Ketika pria paruh baya itu melihat Shania tidak menerima penawarannya, dia juga tidak menghentikan Shania. Dia kembali ke mobil dan melaporkan kepada majikannya. "Pak, Nona itu menolak. Bagaimana Anda ... "
Hujan semakin deras.
Wiper depan mobil membersihkan air hujan di kaca jendela, tetapi kembali tertutup oleh guyuran hujan. Seorang pria bersandar santai di dalam mobil, memandang wanita di luar yang menutupi dahi dengan satu tangan sambil berbicara di telepon. Wanita itu terlihat sangat tertekan, baju putihnya basah oleh hujan, tetesan air jatuh di bulu mata yang lebat, bergetar sebelum akhirnya jatuh di bibir merahnya...
"Pak?" Leo memanggil.
Pria itu menunduk dan melihat ke jam tangan. "Jeffry sudah di perjalanan, nanti aku berangkat duluan. Kamu tetap di sini untuk mengurus masalah mobil."
"Baik, Pak."
Kemudian, Shania kembali masuk ke dalam mobil.
Polisi lalu lintas sudah datang.
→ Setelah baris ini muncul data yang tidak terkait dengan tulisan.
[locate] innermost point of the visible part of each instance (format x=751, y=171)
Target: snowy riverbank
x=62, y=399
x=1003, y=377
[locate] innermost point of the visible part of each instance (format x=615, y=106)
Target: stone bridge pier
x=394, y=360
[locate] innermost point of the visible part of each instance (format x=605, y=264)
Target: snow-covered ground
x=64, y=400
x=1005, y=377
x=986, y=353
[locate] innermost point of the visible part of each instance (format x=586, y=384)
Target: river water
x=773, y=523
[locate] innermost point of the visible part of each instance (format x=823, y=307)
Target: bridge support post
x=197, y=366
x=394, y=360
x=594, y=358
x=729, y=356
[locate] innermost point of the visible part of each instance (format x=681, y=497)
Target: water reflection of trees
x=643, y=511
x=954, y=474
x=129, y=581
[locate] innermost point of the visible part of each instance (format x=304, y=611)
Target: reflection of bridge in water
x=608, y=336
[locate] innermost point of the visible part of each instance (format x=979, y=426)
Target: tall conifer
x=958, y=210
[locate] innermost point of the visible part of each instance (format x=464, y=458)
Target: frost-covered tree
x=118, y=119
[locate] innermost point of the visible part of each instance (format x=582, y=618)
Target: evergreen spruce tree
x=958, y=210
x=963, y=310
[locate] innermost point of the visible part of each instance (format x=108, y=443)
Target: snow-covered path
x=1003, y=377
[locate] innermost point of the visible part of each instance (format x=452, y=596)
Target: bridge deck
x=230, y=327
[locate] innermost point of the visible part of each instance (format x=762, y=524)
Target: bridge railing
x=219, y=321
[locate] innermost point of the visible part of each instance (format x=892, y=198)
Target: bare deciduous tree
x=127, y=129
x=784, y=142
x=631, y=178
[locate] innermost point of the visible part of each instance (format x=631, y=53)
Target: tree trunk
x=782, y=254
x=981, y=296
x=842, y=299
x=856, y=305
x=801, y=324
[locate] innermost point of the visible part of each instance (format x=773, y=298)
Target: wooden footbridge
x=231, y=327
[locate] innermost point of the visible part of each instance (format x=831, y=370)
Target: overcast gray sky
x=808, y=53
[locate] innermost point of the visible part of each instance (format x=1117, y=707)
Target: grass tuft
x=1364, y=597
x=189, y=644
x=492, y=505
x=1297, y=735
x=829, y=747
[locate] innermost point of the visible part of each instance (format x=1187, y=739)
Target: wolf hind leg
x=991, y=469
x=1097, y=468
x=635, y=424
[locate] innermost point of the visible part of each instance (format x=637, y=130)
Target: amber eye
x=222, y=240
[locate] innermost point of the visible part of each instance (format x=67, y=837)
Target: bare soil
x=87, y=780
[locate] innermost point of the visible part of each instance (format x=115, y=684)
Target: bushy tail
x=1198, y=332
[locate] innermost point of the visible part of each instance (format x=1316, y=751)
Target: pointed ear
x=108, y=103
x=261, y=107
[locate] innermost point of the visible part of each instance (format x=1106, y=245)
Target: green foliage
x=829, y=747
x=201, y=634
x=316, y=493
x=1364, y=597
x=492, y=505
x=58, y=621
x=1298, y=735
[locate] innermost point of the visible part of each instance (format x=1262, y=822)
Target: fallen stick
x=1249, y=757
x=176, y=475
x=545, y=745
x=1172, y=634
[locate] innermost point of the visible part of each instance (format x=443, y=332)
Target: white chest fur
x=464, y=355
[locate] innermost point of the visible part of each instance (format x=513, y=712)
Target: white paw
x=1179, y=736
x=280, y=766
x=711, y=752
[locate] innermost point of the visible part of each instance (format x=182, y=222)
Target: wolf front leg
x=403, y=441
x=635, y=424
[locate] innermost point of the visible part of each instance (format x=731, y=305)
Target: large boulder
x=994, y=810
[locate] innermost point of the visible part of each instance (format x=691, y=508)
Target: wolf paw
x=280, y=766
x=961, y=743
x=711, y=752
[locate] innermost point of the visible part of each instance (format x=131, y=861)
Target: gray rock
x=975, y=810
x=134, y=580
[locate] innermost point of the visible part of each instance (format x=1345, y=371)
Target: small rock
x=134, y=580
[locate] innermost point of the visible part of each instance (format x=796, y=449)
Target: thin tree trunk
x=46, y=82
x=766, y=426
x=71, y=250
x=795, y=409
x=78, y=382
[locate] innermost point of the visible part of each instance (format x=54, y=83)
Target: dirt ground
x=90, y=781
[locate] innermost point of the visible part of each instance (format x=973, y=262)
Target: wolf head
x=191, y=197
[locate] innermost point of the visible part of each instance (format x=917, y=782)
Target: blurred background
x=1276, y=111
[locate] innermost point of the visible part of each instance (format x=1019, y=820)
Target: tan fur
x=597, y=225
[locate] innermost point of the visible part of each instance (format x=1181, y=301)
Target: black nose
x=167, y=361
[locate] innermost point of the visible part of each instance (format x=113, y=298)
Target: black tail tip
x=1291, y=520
Di belakang mobil polisi, ada sebuah mobil Maybach berwarna perak.
Dua mobil hampir berhenti bersamaan.
Shania turun dari mobil.
Orang-orang di mobil belakang juga turun.
Namun, selain pria paruh baya itu, muncul seorang pria tinggi, ramping, dengan aura anggun dan terhormat. Selain itu, kulitnya pucat putih, matanya dalam dan indah. Saat menyadari Shania sedang memandang ke arahnya, pria itu menoleh dan melihatnya dengan tatapan yang tajam dan penuh intimidasi.
Perasaan yang sangat familier pun melanda ...
"Berikan padanya."
Pria itu memberikan jasnya kepada Leo, lalu pria itu masuk ke mobil Maybach.
Leo menghampiri Shania dengan membawa jas. "Nona, pakaian Anda basah. Pakailah jas ini."
Shania menundukkan kepalanya dan melihat kondisi tubuhnya saat ini. Dia baru menyadari bahwa kemeja putihnya hampir menempel di tubuhnya, bahkan pakaian dalamnya hampir terlihat.
Shania menerima jas dengan canggung. Sambil memakai jas, Shania berkata, "Terima kasih."
Leo menjelaskan pelan-pelan kepada petugas polisi, sementara mobil Maybach perlahan mulai bergerak, melaju menerobos derasnya hujan. Shania hanya melihat sekilas wajah pria yang tampak superior itu dari samping.
Shania masih bisa merasakan kehangatan pria itu dari jasnya. Seberkas aroma kayu cendana yang kering mengusir dinginnya guyuran hujan.
Polisi lalu lintas memberikan solusi, kedua pihak juga setuju, mereka saling meninggalkan nomor telepon. Leo juga menawarkan menemani Shania ke rumah sakit untuk mengobati luka di dahinya.
Shania menolak. Saat ini, emosi Shania sudah stabil. Mengingat perilaku berlebihan yang baru saja dia lakukan, dia pun dengan tulus meminta maaf dan menjelaskan bahwa itu karena suasana hatinya yang buruk, bukan karena kesalahan mereka. "Saya akan kembalikan jas ini setelah saya cuci."
Leo tidak menolak. Dilihat dari temperamen majikannya, dia tidak akan menginginkan jas itu lagi walaupun dikembalikan. Namun, Leo tetap merespons dengan lembut.
Shania pergi ke rumah sakit sendirian.
Di sisi lain, Jevan tidak bisa menghubungi Shania. Saat ini, juga turun hujan, firasat buruk menghantui pikiran Jevan.
Pada saat bersamaan, dia menerima kabar bahwa Shania mengalami kecelakaan.